The forest had been recently thinned early in the late 19^th century by commercial logging, so we would not expect to observe an epidemic beetle infestation in immature, low-density stands despite the drought stress experienced in the late 1920s (Minnich and others 1995). Human population in the Los Angeles Basin significantly increased after World War II, but air pollution levels were not quantified (or reconstructable) until 1963. From 1963 through 1980, peak 1-hour O₃ concentrations averaged 250 to 425 ppb (Lee and others 2003). From 1980 on, peak 1- hour O₃ concentrations were still high (>250 ppb), but cumulative O₃ exposures over the growing season began to decline. Through strong regulatory controls, O₃ concentrations declined further to tens of occurrences to only isolated occurrences of hourly concentrations exceeding 95 ppb from the mid-1990s to present. Throughout this time, N deposition continued to accumulate, and drought stress was exacerbated by chronic, if not acute, O₃ exposure.

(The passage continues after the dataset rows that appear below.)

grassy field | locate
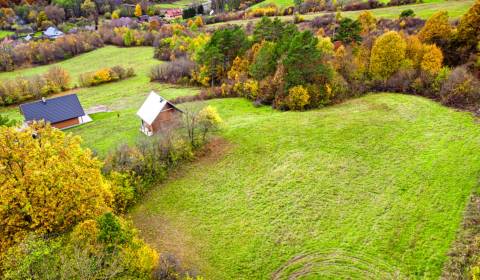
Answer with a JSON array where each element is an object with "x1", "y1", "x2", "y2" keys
[
  {"x1": 0, "y1": 30, "x2": 13, "y2": 40},
  {"x1": 218, "y1": 0, "x2": 475, "y2": 25},
  {"x1": 252, "y1": 0, "x2": 450, "y2": 8},
  {"x1": 132, "y1": 94, "x2": 480, "y2": 279},
  {"x1": 0, "y1": 46, "x2": 198, "y2": 156},
  {"x1": 0, "y1": 47, "x2": 480, "y2": 279},
  {"x1": 156, "y1": 0, "x2": 193, "y2": 9}
]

Fig. 2 - Remote imagery of Cedar Pines Park

The most extreme drought recorded in 250 years was experienced in the hydrologic year 2002 (10/1/01 through 09/30/02) after 3 years of chronic drought. Results of 3 years of chronic drought (1999-2001) and extreme drought (2002) are shown in a sequence of imagery taken at 5 km above the forest canopy at the most polluted site in the western San Bernardino Mountains (Figure 2). After the chronic drought, bark beetles attacked, and there were clusters of tree mortality. However, the average stand tree mortality rate was near 0 percent. After the chronic and severe drought, tree mortality (primarily ponderosa pine) due to both bark beetle and drought increased to approximately 5 percent at the stand level. In the spring following the wet winter, bark beetle populations reached epidemic proportions, and 42 percent of the stand had died (ponderosa pine, white fir, and sugar pine). The stand was at high risk for an intense fire with high litter layers, high numbers of standing dead trees, and exacerbated drought stress. In autumn of that year, the Old Fire swept through the stand. Interestingly, not all of the red trees (standing dead trees with needles retained) were consumed in a crown fire because the highly dense understory was not in contact with the lower branches of the 100+ year- old-trees—the effects of O₃ exposure, N deposition, and drought had promoted lower branch abscission (Miller and others 1996b), so that the lowest branches were attached at 60’ or greater. Trees are still dying from bark beetle at this site (as of 7/06), but the rate of change is now statistically undetectable.

The role of air pollutants in increasing tree susceptibility to drought, successful bark beetle attack, tree mortality, and the susceptibility of forests to wildfire have not been studied extensively. Air pollutants, specifically strong oxidants and nitrogen deposition, contribute to increased litter accumulation and increased tree susceptibility to drought stress. It is well known that drought-stressed trees are more susceptible to successful bark beetle attack. The combination of chronic drought in 1999-2001 and acute drought in 2002 resulted in a bark beetle epidemic in the western San Bernardino Mountains. We contend that the severity of tree mortality in the western San Bernardino Mountains was significantly exacerbated by the higher air pollutant deposition in this region.